セガ・エンタープライゼス事件 東京地裁 H11.10.15判決》

人事考課の結果が下位10%未満の従業員に退職勧告を行い、これに応じなかったため能力不足を理由として解雇した事案。
就業規則に定める他の解雇事由(精神又は身体の障害により業務に堪えないとき、会社の経営上やむを得ない事由があるとき等)が極めて限定的であることから、能力不足による解雇についても平均的な水準に達していないというだけでは不十分であり、著しく労働能力が劣り、しかも向上の見込みがないときでなければならないというべきである。
本件では、従業員の能力は平均的な水準に達しているとはいえないが、当該人事考課は、相対評価であって絶対評価ではないことからすると、直ちに労働能率が著しく劣り、向上の見込みがないとまでいうことはできない。

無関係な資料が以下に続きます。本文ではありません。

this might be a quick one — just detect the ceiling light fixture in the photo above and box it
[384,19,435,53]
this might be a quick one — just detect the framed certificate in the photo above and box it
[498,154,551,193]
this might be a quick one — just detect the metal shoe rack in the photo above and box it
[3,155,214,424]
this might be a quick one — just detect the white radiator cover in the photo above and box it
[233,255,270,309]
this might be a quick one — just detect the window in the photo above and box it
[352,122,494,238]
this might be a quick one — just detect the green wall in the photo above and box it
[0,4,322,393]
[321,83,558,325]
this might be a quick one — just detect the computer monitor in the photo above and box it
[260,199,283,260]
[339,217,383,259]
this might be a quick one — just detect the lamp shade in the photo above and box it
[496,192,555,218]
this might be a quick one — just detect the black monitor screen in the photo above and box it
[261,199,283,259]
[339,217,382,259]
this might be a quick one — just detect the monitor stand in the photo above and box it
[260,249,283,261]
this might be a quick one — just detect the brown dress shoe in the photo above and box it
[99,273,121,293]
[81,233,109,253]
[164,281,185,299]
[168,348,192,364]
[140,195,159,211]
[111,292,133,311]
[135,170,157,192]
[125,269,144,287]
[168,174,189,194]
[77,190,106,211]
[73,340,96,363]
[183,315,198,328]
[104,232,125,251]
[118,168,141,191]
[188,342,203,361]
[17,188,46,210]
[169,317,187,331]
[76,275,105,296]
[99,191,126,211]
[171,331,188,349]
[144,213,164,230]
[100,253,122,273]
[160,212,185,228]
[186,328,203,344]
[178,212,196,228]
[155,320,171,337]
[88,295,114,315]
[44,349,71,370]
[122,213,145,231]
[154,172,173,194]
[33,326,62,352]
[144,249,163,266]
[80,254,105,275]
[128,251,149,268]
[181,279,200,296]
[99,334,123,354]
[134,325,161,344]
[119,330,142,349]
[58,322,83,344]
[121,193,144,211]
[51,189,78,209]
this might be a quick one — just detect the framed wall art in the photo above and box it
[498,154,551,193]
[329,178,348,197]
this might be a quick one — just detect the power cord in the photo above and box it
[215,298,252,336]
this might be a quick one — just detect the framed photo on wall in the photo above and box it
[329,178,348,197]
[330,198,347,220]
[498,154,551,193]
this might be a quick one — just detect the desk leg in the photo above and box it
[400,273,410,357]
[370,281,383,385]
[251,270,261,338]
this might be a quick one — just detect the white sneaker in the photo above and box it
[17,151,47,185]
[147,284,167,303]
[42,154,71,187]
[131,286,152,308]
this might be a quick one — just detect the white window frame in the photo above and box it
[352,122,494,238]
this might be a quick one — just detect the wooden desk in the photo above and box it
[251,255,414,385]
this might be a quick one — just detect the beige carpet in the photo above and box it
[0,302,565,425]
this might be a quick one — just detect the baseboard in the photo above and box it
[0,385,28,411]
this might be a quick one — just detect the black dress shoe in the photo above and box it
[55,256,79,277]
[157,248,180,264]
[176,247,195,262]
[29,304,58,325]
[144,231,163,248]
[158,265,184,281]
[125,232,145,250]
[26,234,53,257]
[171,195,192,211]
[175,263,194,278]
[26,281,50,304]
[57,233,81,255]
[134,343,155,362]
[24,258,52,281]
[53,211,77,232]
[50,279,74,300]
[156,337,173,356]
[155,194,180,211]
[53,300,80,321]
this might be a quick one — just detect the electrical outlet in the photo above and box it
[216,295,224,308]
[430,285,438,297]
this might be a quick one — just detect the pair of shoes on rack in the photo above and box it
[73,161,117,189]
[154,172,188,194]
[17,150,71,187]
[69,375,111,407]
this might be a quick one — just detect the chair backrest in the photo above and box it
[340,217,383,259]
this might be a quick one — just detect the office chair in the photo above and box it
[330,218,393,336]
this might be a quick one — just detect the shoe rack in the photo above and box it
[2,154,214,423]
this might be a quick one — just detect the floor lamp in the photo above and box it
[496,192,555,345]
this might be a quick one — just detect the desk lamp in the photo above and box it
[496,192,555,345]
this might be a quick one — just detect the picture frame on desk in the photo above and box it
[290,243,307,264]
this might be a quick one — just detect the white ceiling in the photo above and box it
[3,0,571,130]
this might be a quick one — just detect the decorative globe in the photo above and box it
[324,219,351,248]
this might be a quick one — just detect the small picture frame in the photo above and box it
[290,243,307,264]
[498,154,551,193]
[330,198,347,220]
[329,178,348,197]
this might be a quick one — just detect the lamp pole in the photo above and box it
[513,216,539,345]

会社は従業員に対し、さらに体系的な教育・指導を実施することによって、その労働能率の向上を図る余地もあるというべきであり、就業規則に定める解雇事由「労働能力が劣り、向上の見込みがないとき」に該当するとはいえず、解雇は権利濫用にあたり無効と判断された。

日本ストレージ・テクノロジー事件 東京地裁 H18.03.14判決》

外資系企業が、英語・パソコンスキル・物流業務の経験を考慮して中途採用した者を、業務遂行能力が著しく低く勤務態度不良であるとして解雇した事案。
裁判所は、以下の理由等から、就業規則に定める解雇事由「業務遂行に必要な能力を著しく欠く」等に該当し、解雇には客観的に合理的な理由が存在し、社会通念上相当であるとして解雇を有効と判断。
・業務上のミスを繰り返し他部門や顧客から苦情が相次いだにもかかわらず、上司の注意に従わなかった
・異動後も上司の指示に従わず、報告義務を果たさず、顧客に不誠実な対応を取ったため苦情が相次ぎ、本人に対して再三改善を求めたにもかかわらず改善されなかった
・担当業務の習熟が遅く、業務処理速度の向上を促されていた
・上司の指示に従わないとして懲戒処分(譴責処分)を受けたが、ミーティングへの出席を拒否した

単に能力不足というだけでなく、「会社が求める能力や目標が明確にされているか」、「改善の機会を与えたか」、「それでも改善の見込みがないか」、「会社に重大な影響を与えているか」等について慎重に判断し、解雇する他ないと客観的に認められなければ解雇は無効になるため、普段の労務管理が非常に重要となります。